ByRudie Obias, writer at Creators.co
Pop Culture and Movie Blogger (mental _floss and UPROXX). Film Geek. Charming Man. Always Asian. NYC. Follow me @Rudie_Obias.
Rudie Obias

In 2015, we would be 15 years of a consistent cycle of superhero movies in theaters. Every since Twentieth Century Fox released the first X-Men movies, many other movie studios were racing to put out more superhero and comic book movies in theaters. We've seen the genre rise, fall, and evolve into mainstream entertainment. Over the next six years, we're going to see over 40 new superhero movies released in theaters, including Batman V Superman: Dawn of Justice, The Avengers: Age of Ultron, [X-Men: Apocalypse](movie:1194267), and Sinister Six. With new franchises introduced to general audiences, do we still need origin stories for new characters and superheroes?

Guardians of the Galaxy is a perfect example of how origins stories in superhero movies almost bog down the film's narrative and pace. The newest Marvel movie didn't have a traditional origin story, although it shows how the team came together, but rather gave audiences bits and pieces of Star-Lord, Gamora, Drax the Destroyer, Groot, and Rocket Raccoon's back story as a way to propel the film's story and action. The film's screenwriters - James Gunn and Nicole Perlman - gave audiences enough information about its characters to justify their actions. We never saw Drax's murdered family, or the terrible experiments performed on Rocket, or Gamora's iffy family, but we still understood why they were doing what they're doing.


  
  Batman brooding
Batman brooding

The same thing could almost be said about the upcoming [Batman v. Superman: Dawn of Justice](movie:711870). While I have no idea what the new superhero movie will be about, I can assure you that it will not feature Batman's origin story. After Christopher Nolan's Dark Knight trilogy, audiences don't need a re-hash of the death of Bruce Wayne's parents. We already understand how Bruce Wayne became Batman.

It's one of the reasons why [The Amazing Spider-Man](movie:45497) film franchise received a lukewarm reception when it was released in 2012. Only five years after Sam Raimi's Spider-Man movies, the reboot's filmmakers felt the need to show audiences how Peter Parker became Spider-Man. We saw a radioactive spider bite nerdy and awkward Peter Parker - giving him super powers. We even saw the death of Uncle Ben (again), showing why "With great power, comes great responsibility." Didn't we see this movie before 10 years ago? While Sam Raimi's first Spider-Man movie shows Peter Parker becoming Spider-Man in the film's first 15 minutes, the new Amazing Spider-Man reboot showed the same events (more or less) in the film's first 45 minutes. We spent almost the first hour of the movie showing us what we already saw years ago.


  
  The Amazing Spider-Man
The Amazing Spider-Man

The James Bond film franchise is another example of how we don't need origin stories anymore. In the first film in the series released in 1962, Dr. No, James Bond is already an international playboy superspy and every film after that just puts Agent 007 in a new adventure with new villains, Bond girls, gadgets, and storylines. In fact, EON Productions didn't feel a need to do an origins story until 2006 with the release of Casino Royale . That's 21 movies and 44 years into the film franchise. 21 movies!

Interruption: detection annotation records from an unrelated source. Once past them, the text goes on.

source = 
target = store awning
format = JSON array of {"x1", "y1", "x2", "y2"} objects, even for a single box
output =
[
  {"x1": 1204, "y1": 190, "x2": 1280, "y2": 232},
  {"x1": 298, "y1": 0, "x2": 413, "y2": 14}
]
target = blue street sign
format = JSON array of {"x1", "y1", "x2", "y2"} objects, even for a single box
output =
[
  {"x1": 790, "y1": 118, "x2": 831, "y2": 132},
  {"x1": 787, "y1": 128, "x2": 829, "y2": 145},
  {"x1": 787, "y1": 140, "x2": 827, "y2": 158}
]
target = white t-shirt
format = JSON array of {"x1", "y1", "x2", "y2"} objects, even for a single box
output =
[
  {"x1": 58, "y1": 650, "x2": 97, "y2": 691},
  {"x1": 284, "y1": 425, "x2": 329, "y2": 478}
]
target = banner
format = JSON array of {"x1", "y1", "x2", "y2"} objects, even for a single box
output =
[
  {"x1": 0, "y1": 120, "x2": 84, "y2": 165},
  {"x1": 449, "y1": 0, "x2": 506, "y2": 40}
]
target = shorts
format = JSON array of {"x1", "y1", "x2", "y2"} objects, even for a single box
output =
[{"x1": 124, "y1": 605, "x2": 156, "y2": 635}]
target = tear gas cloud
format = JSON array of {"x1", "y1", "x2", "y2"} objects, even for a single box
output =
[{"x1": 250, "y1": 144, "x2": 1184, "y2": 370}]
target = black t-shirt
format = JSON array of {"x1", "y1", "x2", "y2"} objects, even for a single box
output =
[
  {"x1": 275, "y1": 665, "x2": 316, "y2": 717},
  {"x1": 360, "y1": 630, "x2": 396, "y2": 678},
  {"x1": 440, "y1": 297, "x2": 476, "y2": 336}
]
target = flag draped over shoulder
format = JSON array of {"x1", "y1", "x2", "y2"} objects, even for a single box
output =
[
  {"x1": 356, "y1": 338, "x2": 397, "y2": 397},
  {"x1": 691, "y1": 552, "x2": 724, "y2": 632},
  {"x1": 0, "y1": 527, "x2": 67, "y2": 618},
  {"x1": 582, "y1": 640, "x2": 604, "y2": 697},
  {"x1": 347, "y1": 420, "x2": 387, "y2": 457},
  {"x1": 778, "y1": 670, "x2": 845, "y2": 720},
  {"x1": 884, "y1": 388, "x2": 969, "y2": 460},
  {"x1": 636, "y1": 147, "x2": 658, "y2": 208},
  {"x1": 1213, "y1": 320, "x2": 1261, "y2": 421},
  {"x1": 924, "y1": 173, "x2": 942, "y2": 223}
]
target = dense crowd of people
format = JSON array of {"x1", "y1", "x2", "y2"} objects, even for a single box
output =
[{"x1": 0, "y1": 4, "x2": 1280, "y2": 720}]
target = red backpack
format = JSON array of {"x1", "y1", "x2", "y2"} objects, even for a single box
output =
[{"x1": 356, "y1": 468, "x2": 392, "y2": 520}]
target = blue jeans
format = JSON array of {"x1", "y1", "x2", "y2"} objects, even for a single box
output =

While on the Meet the Movie Press podcast, Badass Digest's Devin Faraci revealed that the new Doctor Strange movie from Marvel Studios will not be an origins story movie. At the time of the film's would-be release in 2016, Marvel will firmly be in its Phase Three, after Ant-Man and [Captain America 3](movie:994409). That's eight years after the first film in the franchise, Iron Man in 2008. According to Faraci, the new movie will begin with Dr. Stephen Strange already in the position of the Sorcerer Supreme and ready for action. I'm sure we'll see glimpses of Doctor Strange's beginnings - brilliant surgeon (check), terrible car accident (check), spends all of his wealth to regain the use of his hands (check), goes on a quest in magic to become Doctor Strange (check check). There's no way the movie will end with Dr. Stephen Strange saying, "I am Doctor Strange."

At this point in movie-going, audiences can accept that superheroes exists in movies and move on from there. No need for handholding, if general audiences can get on board with a weird superhero movie like [Guardians of the Galaxy](movie:424073), then will mostly get on board with almost anything. Besides, it would get pretty boring and tedious if over the next six years, a majority of those 40 new superheroes coming up have the same structure and template. It's time for superhero and comic book movies to evolve again into a more mature genre. Today's movie-going audiences are smart enough to fill-in-the-blanks with a superhero's mythology.